Haskell avoiding stack overflow in folds without sacrificing performance

Question

The following piece of code experiences a stack overflow for large inputs:

{-# LANGUAGE DeriveDataTypeable, OverloadedStrings #-}
import qualified Data.ByteString.Lazy.Char8 as L


genTweets :: L.ByteString -> L.ByteString
genTweets text | L.null text = ""
               | otherwise = L.intercalate "\n\n" $ genTweets' $ L.words text
  where genTweets' txt = foldr p [] txt
          where p word [] = [word]
                p word words@(w:ws) | L.length word + L.length w <= 139 =
                                        (word `L.append` " " `L.append` w):ws
                                    | otherwise = word:words

I assume my predicate is building a list of thunks, but I'm not sure why, or how to fix it.

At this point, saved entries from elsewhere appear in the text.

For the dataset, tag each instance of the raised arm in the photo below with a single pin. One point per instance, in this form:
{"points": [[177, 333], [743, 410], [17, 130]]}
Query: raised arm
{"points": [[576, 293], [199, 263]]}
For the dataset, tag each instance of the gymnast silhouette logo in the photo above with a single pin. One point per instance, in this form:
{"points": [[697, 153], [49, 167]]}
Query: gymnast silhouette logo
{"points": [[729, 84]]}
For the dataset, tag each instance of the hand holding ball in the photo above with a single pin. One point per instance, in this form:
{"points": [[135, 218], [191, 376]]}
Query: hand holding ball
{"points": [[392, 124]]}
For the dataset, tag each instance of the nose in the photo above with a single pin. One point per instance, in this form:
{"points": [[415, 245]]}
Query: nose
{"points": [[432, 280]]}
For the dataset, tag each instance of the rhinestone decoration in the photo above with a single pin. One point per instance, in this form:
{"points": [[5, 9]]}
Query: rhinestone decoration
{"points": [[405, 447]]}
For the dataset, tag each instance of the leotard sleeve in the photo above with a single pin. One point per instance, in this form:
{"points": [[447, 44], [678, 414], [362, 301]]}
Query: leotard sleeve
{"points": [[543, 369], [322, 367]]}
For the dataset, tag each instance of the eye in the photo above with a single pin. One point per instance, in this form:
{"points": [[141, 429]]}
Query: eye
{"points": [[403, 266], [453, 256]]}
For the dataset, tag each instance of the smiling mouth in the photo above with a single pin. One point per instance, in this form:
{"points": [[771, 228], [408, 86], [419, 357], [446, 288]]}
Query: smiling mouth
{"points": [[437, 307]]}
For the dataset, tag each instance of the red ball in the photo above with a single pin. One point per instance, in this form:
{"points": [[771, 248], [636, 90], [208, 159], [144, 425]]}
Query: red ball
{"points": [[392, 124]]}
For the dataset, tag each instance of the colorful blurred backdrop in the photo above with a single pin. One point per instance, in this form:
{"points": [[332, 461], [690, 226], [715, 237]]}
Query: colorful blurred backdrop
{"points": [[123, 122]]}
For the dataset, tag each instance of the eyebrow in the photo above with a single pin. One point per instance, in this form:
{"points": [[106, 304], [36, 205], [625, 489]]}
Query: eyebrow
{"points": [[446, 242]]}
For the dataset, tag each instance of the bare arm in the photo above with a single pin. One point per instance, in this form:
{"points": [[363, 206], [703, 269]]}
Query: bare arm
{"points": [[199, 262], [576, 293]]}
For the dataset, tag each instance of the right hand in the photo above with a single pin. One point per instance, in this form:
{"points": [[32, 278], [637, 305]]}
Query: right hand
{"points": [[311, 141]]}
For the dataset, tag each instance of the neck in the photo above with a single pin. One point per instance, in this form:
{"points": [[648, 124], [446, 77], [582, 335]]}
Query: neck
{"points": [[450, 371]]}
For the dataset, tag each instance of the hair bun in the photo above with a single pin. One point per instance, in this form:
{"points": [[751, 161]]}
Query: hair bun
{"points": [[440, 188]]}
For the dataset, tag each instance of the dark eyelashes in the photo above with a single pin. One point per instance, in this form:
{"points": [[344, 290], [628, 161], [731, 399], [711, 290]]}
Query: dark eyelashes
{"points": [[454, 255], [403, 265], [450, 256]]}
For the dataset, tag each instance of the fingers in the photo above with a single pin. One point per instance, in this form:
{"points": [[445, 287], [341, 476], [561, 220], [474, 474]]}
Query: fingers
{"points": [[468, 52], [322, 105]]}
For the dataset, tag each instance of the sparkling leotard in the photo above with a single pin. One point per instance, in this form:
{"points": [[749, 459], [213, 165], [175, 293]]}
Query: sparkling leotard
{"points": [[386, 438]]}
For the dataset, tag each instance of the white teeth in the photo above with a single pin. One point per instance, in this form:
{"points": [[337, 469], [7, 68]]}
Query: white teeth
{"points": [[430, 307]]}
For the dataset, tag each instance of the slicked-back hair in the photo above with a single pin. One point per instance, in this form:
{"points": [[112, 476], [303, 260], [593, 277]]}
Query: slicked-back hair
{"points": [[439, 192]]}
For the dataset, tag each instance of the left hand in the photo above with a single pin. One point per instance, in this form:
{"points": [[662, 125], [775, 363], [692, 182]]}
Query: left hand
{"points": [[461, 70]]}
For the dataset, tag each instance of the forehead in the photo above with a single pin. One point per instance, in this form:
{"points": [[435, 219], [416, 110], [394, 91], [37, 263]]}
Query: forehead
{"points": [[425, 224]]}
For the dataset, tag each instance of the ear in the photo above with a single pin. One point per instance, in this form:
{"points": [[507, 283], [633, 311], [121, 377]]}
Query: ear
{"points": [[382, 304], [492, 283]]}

The equivalent code using foldl' runs fine, but takes forever, since it appends constantly, and uses a ton of memory.

import Data.List (foldl')

genTweetsStrict :: L.ByteString -> L.ByteString
genTweetsStrict text | L.null text = "" 
                     | otherwise = L.intercalate "\n\n" $ genTweetsStrict' $ L.words text
  where genTweetsStrict' txt = foldl' p [] txt
          where p [] word = [word]
                p words word | L.length word + L.length (last words) <= 139 =
                                init words ++ [last words `L.append` " " `L.append` word]
                             | otherwise = words ++ [word]

What is causing the first snippet to build up thunks, and can it be avoided? Is it possible to write the second snippet so that it doesn't rely on (++)?

Mikhail Glushenkov · Accepted Answer · 2013-09-03T22:13:56.140

L.length word + L.length (last words) <= 139

This is the problem. On each iteration, you're traversing the accumulator list, and then

init words ++ [last words `L.append` " " `L.append` word]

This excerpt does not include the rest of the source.